October 18, 2024

A landmark agreement one of to protect Europe’s most important wetlands stressed the importance of harnessing public opinion to drive the green transition and help mitigate the effects of the climate emergency, the country’s environment minister said.

The Doñana in western Andalusia – whose marshes, forests and dunes cover almost 130,000 hectares (320,000 acres) and a National park on the UNESCO list – has been at the center of a furious national and international row in recent years.

Water supply to the park has declined drastically over the past three decades due to climate intrusion, mining pollution, marsh drainage – and the boom in soft fruit growing.

An agreement signed in November by Spain’s environment minister, Teresa Ribera, for €1.4bn (£1.2bn) investment to help protect the area and diversify the local economy however, away from his reliance on soft fruit provided a glimmer of hope. It was a year in which a plan by the Andalusian regional government for an amnesty for the farmers who illegally tapped its aquifer irrigate strawberry farms in the area around the park has led to serious warnings from environmental groups, the European Union and supermarket chains.

The Spanish Minister of the Environment, Teresa Ribera
The Spanish Minister of Environment, Teresa Ribera, at Cop28. Photo: Dominika Zarzycka/NurPhoto/Shutterstock

Speaking to the Guardian, Ribera said the agreement was the result of internal and external pressure, a change in public opinion and a concerted effort to engage with people in the region to explain the need for urgent action.

“There’s more to a future than strawberries and raspberries,” Ribera said. “And anyway, if you don’t look at the water, there won’t be any more strawberries or raspberries. I think that this change of mentality needs a very clear understanding.”

A report earlier this year of Spain’s National Research Council noted that 59% of Doñana’s large lakes had not been full since at least 2013, and that the area was in a “critical state”. The past two summers, Doñana’s largest permanent lake has dried up completely and the park was recently removed from the International Union for Conservation of Nature’s green list because it did not meet the necessary standards.

The proposed increase in irrigable land also led to a group of leading UK supermarkets – including Asda, Tesco, Sainsbury’s, Waitrose, Lidl, Aldi and Morrisons – writing to the Andalusian regional president warning him that the move danger of damaging “the reputation and the long-term development of the region”..

Ribera said that persuading people of the need to integrate environmental action into social and economic policy is essential to global efforts to deal with the climate emergency.

“It is very important that we learn to combine strict environmental measures with measures to reduce economic and social pressure in the area when it comes to green infrastructure and the restoration of natural spaces,” said Ribera. “You have to turn that relationship into a virtuous relationship in which the people there have alternatives that will allow them to be proud of where they live and not see those alternatives as a limitation or a threat.”

Strawberry greenhouses around the Doñana in southern Spain
A drone photo shows strawberry greenhouses surrounding the Doñana in southern Spain. Photo: Guillermo Martinez/Reuters

She said getting that message across was “the big challenge for Europe in the very short term – and for the world as a whole”, adding that “decades-old perceptions” about the importance of integrated environmental policy were no longer valid. not.

“It’s very complicated and requires more than just engineering logic or economic projections,” she said. “It requires very important social participation and a cultural and emotional change when it comes to behavior. If we do not properly manage this change in collective psychology and social values, we will end up with gilets jaunes and with farmers in the Netherlands conflicting land protection rules. We will end up with complicated situations because people don’t know what it will mean for their lives in the very short term.”

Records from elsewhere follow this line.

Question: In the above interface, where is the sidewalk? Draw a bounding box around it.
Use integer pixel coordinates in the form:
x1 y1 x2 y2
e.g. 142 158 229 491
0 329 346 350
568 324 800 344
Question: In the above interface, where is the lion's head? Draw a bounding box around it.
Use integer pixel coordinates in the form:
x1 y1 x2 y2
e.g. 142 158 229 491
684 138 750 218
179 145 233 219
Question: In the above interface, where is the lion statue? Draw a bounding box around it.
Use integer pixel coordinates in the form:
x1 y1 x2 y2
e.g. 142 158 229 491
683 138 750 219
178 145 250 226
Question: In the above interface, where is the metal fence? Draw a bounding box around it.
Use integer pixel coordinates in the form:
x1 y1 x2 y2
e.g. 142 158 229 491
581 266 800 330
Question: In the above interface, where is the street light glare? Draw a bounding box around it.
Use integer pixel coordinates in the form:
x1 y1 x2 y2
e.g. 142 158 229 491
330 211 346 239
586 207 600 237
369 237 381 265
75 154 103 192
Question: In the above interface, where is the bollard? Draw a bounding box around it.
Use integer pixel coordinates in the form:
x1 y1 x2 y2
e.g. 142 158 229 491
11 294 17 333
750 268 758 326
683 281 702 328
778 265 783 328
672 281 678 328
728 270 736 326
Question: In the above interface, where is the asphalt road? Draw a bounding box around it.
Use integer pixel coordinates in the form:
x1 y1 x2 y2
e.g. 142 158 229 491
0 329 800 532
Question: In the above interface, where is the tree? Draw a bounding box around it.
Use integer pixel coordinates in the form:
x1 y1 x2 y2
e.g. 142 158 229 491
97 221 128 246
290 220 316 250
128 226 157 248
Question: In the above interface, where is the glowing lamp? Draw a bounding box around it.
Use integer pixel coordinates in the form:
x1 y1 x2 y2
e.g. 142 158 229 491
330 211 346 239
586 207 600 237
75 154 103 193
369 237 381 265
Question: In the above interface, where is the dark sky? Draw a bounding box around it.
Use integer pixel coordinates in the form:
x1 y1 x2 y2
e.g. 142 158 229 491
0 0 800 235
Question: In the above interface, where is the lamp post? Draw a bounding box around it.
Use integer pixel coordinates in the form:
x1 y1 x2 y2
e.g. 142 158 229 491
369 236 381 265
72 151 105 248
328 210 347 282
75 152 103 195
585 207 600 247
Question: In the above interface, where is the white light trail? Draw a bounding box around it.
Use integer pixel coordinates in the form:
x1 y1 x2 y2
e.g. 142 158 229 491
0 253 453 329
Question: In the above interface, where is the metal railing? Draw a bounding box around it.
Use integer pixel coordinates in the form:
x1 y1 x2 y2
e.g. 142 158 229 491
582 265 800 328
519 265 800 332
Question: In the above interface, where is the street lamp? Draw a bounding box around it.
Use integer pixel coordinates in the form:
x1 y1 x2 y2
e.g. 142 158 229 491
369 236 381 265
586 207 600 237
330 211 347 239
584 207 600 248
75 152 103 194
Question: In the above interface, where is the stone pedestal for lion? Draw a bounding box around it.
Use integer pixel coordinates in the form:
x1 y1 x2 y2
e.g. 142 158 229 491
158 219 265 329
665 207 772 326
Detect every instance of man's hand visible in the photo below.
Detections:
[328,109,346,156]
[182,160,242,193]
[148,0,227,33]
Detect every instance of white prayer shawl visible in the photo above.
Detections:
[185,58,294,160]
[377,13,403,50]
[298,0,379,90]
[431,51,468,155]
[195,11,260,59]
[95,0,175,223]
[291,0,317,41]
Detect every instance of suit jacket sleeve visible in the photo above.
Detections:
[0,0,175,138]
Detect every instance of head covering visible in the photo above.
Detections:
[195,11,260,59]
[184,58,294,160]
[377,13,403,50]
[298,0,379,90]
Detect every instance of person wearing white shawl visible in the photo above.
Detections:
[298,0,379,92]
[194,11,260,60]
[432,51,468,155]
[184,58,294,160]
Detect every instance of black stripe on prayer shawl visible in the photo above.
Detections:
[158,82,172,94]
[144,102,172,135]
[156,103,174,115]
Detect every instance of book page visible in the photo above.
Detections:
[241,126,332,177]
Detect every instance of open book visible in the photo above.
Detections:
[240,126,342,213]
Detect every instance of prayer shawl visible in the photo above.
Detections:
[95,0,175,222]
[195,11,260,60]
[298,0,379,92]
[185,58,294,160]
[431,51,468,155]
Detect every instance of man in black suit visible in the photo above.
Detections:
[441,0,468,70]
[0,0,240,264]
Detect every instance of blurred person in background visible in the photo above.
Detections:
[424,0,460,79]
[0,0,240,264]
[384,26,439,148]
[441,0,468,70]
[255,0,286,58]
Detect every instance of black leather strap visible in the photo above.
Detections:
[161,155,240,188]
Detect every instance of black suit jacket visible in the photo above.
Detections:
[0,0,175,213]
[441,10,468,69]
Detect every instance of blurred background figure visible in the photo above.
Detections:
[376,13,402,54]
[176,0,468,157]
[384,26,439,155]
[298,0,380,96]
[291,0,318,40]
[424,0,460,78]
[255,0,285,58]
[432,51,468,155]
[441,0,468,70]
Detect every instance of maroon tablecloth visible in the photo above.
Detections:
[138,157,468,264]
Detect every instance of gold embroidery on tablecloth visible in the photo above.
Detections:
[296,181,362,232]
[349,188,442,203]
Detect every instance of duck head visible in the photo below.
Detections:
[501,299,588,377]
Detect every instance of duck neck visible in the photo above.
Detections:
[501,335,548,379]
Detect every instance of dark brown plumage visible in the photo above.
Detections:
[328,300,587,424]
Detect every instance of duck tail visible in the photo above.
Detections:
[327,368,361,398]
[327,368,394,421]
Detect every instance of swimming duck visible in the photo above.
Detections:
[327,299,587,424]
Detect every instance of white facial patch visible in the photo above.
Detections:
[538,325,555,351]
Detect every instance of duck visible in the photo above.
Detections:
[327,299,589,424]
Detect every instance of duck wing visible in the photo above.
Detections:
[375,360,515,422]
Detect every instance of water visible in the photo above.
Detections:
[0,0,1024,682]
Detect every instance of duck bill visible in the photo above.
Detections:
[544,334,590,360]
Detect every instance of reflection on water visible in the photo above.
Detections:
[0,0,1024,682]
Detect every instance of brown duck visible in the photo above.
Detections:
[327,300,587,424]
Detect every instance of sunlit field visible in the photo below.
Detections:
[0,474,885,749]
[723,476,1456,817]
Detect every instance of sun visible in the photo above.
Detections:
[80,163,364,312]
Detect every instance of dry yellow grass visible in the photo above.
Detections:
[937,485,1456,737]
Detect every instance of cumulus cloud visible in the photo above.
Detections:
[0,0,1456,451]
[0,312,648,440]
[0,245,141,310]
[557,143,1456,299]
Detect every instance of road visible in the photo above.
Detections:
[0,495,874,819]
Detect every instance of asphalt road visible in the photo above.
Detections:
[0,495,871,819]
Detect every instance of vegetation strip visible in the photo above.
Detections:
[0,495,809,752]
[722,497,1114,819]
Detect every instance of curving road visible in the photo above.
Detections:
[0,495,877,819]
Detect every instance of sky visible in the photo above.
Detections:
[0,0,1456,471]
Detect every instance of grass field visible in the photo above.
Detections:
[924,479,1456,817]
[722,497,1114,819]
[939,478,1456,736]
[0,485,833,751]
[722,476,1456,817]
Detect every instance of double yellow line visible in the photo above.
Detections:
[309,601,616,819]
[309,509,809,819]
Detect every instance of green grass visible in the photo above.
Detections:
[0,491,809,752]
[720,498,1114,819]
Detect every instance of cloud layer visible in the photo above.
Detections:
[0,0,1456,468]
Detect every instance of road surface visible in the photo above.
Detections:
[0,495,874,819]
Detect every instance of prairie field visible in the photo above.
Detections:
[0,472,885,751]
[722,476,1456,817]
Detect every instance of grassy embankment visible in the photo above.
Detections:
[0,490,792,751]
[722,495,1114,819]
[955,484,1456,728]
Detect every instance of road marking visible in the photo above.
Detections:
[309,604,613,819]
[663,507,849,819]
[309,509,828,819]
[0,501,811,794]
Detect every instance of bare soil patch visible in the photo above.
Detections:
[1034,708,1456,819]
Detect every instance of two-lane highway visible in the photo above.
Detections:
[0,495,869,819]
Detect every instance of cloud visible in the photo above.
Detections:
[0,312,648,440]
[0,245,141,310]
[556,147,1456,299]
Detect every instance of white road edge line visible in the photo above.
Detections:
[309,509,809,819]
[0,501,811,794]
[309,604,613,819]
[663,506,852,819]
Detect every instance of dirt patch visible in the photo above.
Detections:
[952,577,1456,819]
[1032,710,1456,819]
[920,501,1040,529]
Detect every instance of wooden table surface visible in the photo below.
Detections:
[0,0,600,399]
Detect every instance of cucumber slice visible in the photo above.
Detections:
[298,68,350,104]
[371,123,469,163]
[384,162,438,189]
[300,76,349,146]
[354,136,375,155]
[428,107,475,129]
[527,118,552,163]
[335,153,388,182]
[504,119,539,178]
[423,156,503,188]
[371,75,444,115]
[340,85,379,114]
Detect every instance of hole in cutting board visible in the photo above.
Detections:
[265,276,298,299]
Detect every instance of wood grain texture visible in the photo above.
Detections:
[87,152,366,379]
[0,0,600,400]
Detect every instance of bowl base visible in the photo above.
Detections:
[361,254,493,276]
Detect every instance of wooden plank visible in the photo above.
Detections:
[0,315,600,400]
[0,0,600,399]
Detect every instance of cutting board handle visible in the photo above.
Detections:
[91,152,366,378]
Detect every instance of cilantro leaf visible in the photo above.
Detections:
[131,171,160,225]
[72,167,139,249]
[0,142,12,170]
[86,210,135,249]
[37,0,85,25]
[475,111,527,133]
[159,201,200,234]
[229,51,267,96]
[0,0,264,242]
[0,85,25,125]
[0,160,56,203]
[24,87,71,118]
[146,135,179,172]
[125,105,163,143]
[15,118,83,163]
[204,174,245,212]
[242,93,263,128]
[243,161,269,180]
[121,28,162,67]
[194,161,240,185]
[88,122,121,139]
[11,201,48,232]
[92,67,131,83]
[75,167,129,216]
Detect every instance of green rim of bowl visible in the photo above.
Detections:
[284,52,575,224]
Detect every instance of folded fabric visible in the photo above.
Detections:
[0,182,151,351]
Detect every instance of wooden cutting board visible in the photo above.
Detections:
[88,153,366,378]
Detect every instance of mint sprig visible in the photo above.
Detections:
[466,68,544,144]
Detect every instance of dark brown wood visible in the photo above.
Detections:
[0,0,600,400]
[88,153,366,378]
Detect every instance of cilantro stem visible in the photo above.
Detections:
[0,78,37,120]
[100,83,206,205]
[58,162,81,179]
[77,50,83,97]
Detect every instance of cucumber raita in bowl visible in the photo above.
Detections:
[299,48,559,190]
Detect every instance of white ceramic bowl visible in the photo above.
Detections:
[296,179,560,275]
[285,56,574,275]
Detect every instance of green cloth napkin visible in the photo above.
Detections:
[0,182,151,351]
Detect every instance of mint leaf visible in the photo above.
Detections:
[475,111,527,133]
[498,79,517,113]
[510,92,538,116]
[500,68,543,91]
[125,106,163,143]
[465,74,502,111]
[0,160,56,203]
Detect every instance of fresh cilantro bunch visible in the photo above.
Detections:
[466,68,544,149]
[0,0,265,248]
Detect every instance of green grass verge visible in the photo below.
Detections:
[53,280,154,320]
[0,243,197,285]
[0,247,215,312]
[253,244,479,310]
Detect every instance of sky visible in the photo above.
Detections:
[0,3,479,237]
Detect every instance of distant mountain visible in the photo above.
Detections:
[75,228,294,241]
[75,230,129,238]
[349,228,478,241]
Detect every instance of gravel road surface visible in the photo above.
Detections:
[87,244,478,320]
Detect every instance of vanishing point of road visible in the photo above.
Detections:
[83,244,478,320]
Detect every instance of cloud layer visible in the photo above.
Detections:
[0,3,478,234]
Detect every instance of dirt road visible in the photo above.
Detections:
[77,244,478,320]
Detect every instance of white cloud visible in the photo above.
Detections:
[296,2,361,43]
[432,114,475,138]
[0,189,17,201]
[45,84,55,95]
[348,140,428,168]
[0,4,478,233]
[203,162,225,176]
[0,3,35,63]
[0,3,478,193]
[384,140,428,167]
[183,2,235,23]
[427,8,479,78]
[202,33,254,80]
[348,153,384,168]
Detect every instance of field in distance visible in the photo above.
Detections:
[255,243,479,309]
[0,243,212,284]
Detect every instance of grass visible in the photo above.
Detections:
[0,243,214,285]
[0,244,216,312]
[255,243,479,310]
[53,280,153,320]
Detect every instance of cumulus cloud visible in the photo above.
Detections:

The minister said the European elections in 2024 would be crucial in maintaining the momentum and ensuring that hard-fought environmental gains are not lost.

“This change for all of us is going to be so intense that none of us can miss the boat of the June election,” she said. “It’s much harder to do that in a hostile environment.”

Ribera also took aim at political parties that engage in “very dangerous demagoguery” and seek to dismiss the realities of the climate emergency for cynical electoral gain.

“There are many anti-systemic forces that are trying to break or question this agenda,” she said. “I think there is a lot of hypocritical behavior: I don’t believe this environmental or climate skepticism or denial is because they doubt the analytical abilities of academics; I have absolutely no doubt that this is not the case… [But it] really worry me We need to consolidate, explain and provide alternatives – and this can only be done with a very important social conviction and commitment.”

The minister also said that politicians who did not heed shifting public opinion on environmental matters will pay the price. She describes Madrid’s city council’s decision to cut down hundreds of trees in two popular parks to make way for an expansion of the capital’s metro system as “an absolute disgrace”.

Although she has no powers to stop the move as the decision was made at the municipal and regional level, Ribera said she would write to regional ministers to propose a set of common guidelines to protect mature urban trees.

“Planting two six-month-old saplings is not the same as having trees that are 60 or 80 years old,” she said. “I can’t explain it: it’s like the anti-cycle lane mania of some new mayors. It’s a scandal and I think it will have a much higher social and political cost than they thought – they will go through what Moreno Bonilla went through with Doñana.”